Wiki Coding for Pre-Op Clearance

penny48

Guest
Messages
52
Location
Clayton, NM
Best answers
0
I recently took on doing pre-op clearance coding for a Joint Program that does orthopedics, one doctor does the pre-op clearance, another does the procedure, and then either the doctor that did the procedure does the post-op. I attended a webinar and found out that to bill for the pre-op I should be billing the procedure with Modifier 56, the procedcure with modifier 54 and the post-op with modifier 55, and each provider will get a portion of the reimbursement. The webinar host stated this is the most miss coded of all she has audited...anyone heard..my provider for the pre-ops states I should be doing the office visits????
 
WAIT a minute

Maybe I am misreading your original post. Are all these doctors part of the same practice and same specialty? If so, then NO you cannot unbundle the service.
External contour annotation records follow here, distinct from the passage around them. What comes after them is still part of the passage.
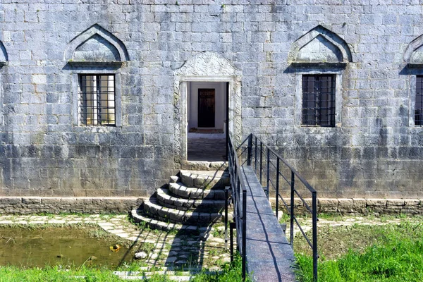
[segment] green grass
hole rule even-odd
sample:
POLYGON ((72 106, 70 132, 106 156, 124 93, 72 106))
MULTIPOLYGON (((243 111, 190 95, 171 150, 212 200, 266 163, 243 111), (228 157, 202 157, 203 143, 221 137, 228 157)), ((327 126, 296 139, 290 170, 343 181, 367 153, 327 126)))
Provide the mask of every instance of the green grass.
MULTIPOLYGON (((329 232, 328 235, 337 245, 331 246, 331 259, 325 259, 324 256, 319 259, 319 281, 423 281, 422 224, 420 221, 333 228, 335 231, 329 232), (376 238, 376 242, 369 240, 372 234, 376 238), (341 241, 357 247, 350 247, 343 253, 337 249, 341 241)), ((300 281, 312 281, 312 259, 309 253, 300 252, 295 256, 300 281)))
POLYGON ((121 281, 107 269, 81 268, 79 270, 61 269, 59 266, 42 269, 19 269, 15 266, 0 267, 1 282, 20 281, 121 281), (84 276, 78 278, 75 276, 84 276))

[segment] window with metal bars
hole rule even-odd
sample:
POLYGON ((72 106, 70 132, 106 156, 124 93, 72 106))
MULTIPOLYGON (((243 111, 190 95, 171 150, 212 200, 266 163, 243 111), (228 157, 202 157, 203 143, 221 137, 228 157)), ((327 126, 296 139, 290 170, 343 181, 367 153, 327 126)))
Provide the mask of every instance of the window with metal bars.
POLYGON ((416 76, 415 125, 423 126, 423 75, 416 76))
POLYGON ((82 126, 116 125, 114 75, 79 75, 78 115, 82 126))
POLYGON ((335 75, 302 75, 302 125, 335 127, 335 75))

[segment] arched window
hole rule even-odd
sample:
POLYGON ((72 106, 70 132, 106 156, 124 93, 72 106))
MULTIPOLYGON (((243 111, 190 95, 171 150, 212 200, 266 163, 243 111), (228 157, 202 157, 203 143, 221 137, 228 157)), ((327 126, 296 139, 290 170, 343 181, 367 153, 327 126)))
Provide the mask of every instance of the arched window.
POLYGON ((410 42, 403 56, 410 75, 409 126, 423 126, 423 35, 410 42))
POLYGON ((3 124, 3 85, 1 83, 1 68, 6 65, 8 61, 7 52, 0 41, 0 125, 3 124))
POLYGON ((69 42, 65 60, 73 70, 74 121, 80 126, 120 126, 119 69, 129 61, 123 43, 99 25, 69 42))
POLYGON ((341 125, 343 70, 352 55, 347 43, 318 25, 297 39, 288 55, 295 73, 296 124, 306 127, 341 125))

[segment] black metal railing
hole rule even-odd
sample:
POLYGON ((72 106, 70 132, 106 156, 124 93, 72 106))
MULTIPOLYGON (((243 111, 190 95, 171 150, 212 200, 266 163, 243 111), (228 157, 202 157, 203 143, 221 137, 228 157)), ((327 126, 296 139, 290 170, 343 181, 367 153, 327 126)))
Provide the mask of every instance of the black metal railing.
MULTIPOLYGON (((242 258, 243 281, 245 281, 246 273, 246 229, 247 229, 247 188, 241 174, 238 155, 231 137, 228 140, 228 162, 229 177, 232 190, 232 201, 233 203, 233 223, 231 223, 231 260, 233 261, 233 228, 236 228, 236 243, 238 252, 242 258)), ((228 192, 226 190, 226 198, 228 192)), ((228 226, 228 203, 225 209, 225 234, 227 235, 228 226)))
POLYGON ((264 187, 267 198, 271 188, 276 195, 276 216, 278 218, 279 212, 279 200, 282 201, 290 217, 290 244, 294 246, 294 221, 298 226, 302 235, 313 251, 313 280, 317 281, 317 192, 288 162, 274 150, 271 149, 257 136, 251 134, 248 139, 247 165, 252 166, 254 161, 254 170, 264 187), (263 180, 266 174, 265 181, 263 180), (296 180, 300 180, 298 183, 296 180), (303 189, 298 188, 302 185, 303 189), (290 195, 290 204, 288 204, 281 192, 288 188, 285 192, 290 195), (304 189, 305 188, 305 189, 304 189), (301 192, 310 192, 312 195, 312 207, 305 200, 301 192), (301 227, 295 214, 295 199, 300 199, 302 204, 307 212, 312 214, 312 238, 309 240, 301 227))

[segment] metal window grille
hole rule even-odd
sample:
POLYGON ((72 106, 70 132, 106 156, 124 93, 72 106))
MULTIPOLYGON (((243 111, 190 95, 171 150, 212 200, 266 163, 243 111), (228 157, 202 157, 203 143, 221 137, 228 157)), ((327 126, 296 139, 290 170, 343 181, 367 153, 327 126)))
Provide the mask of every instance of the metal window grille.
POLYGON ((423 75, 416 77, 415 125, 423 126, 423 75))
POLYGON ((114 126, 115 104, 114 75, 79 75, 80 125, 114 126))
POLYGON ((302 125, 335 126, 335 75, 302 75, 302 125))

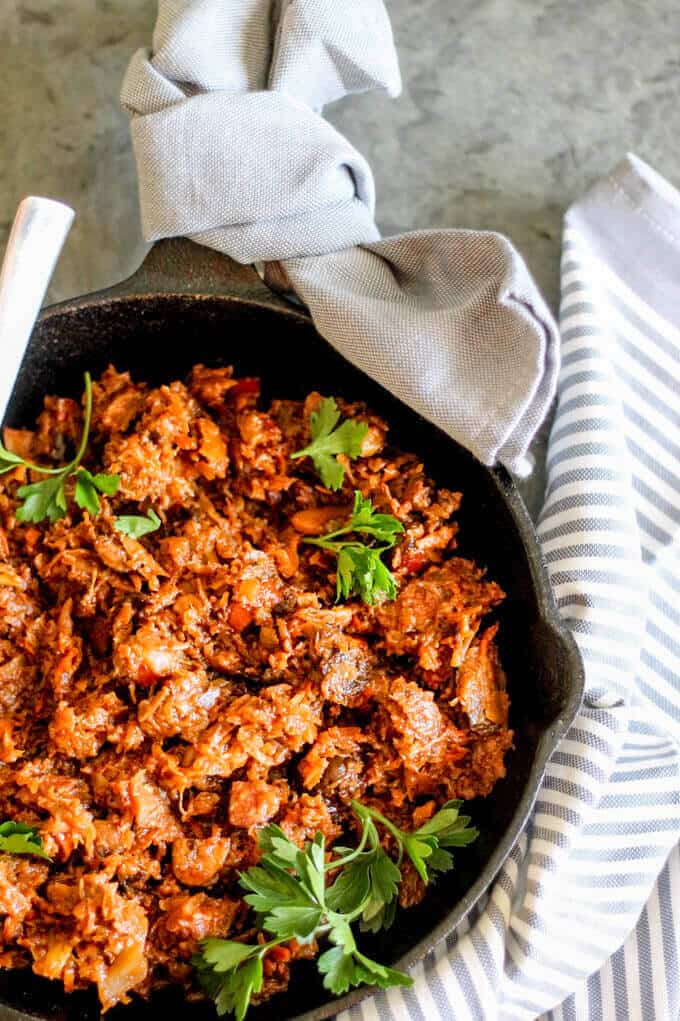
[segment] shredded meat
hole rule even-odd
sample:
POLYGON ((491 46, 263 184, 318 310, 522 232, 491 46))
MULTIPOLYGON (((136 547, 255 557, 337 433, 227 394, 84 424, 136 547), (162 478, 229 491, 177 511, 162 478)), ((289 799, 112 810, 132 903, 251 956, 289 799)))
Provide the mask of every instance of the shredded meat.
MULTIPOLYGON (((238 874, 259 827, 346 840, 352 798, 416 827, 503 775, 503 593, 455 555, 460 494, 343 401, 369 431, 325 490, 290 456, 320 400, 264 408, 230 369, 153 388, 109 368, 85 461, 120 478, 101 512, 67 492, 60 521, 21 524, 30 472, 0 477, 0 818, 38 826, 52 859, 0 854, 0 965, 94 983, 103 1010, 168 981, 195 991, 198 941, 252 928, 238 874), (303 541, 355 489, 403 525, 393 602, 338 604, 332 555, 303 541), (115 529, 151 508, 157 531, 115 529)), ((80 403, 48 397, 4 441, 58 465, 82 428, 80 403)), ((402 905, 424 892, 404 866, 402 905)), ((315 952, 268 954, 262 996, 315 952)))

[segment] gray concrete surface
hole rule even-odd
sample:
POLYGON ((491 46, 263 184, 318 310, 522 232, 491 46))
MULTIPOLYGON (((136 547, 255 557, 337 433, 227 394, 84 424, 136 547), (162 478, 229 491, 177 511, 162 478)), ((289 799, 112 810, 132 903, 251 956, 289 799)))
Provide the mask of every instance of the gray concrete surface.
MULTIPOLYGON (((341 2, 341 0, 339 0, 341 2)), ((633 150, 680 185, 677 0, 388 0, 399 100, 330 118, 371 160, 385 231, 507 234, 556 306, 565 208, 633 150)), ((50 297, 132 271, 144 244, 117 103, 155 0, 0 0, 0 245, 21 195, 78 222, 50 297)), ((537 444, 540 461, 543 442, 537 444)), ((525 486, 540 498, 540 469, 525 486)))

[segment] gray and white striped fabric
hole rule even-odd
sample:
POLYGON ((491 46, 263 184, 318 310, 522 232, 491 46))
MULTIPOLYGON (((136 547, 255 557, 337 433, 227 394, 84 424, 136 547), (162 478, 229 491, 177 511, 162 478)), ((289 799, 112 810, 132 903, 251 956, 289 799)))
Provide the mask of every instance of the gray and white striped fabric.
POLYGON ((587 693, 485 903, 343 1021, 677 1021, 680 195, 629 156, 567 214, 539 534, 587 693))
It should be coded just once by the surgeon performing the procedure. For billing purposes physicians of the same specialty in the same practice are considered the "same physician."

Hope that helps.

F Tessa Bartels, CPC, CEMC
 
Hello Tessa and Debra

Is it Ok to code with E/M code along with the Pre=op diagnosis. Ex: patient is going for cataract surgery. Can I code 366.9 (cataract) with 92012 for Opth

Thank U
 
Denials

Well, I have tried the procedure and the modifier 56 and getting denials, the provider is family practice, and not part of the group....In the beginning I was billing E&M with the dx such as 715.36 getting paid, now I am billing 27447 56 RT and getting denials stating charges are for a procedure that can only be performed in an inpatient facility....:eek:

Now I am really confused.....any more clues????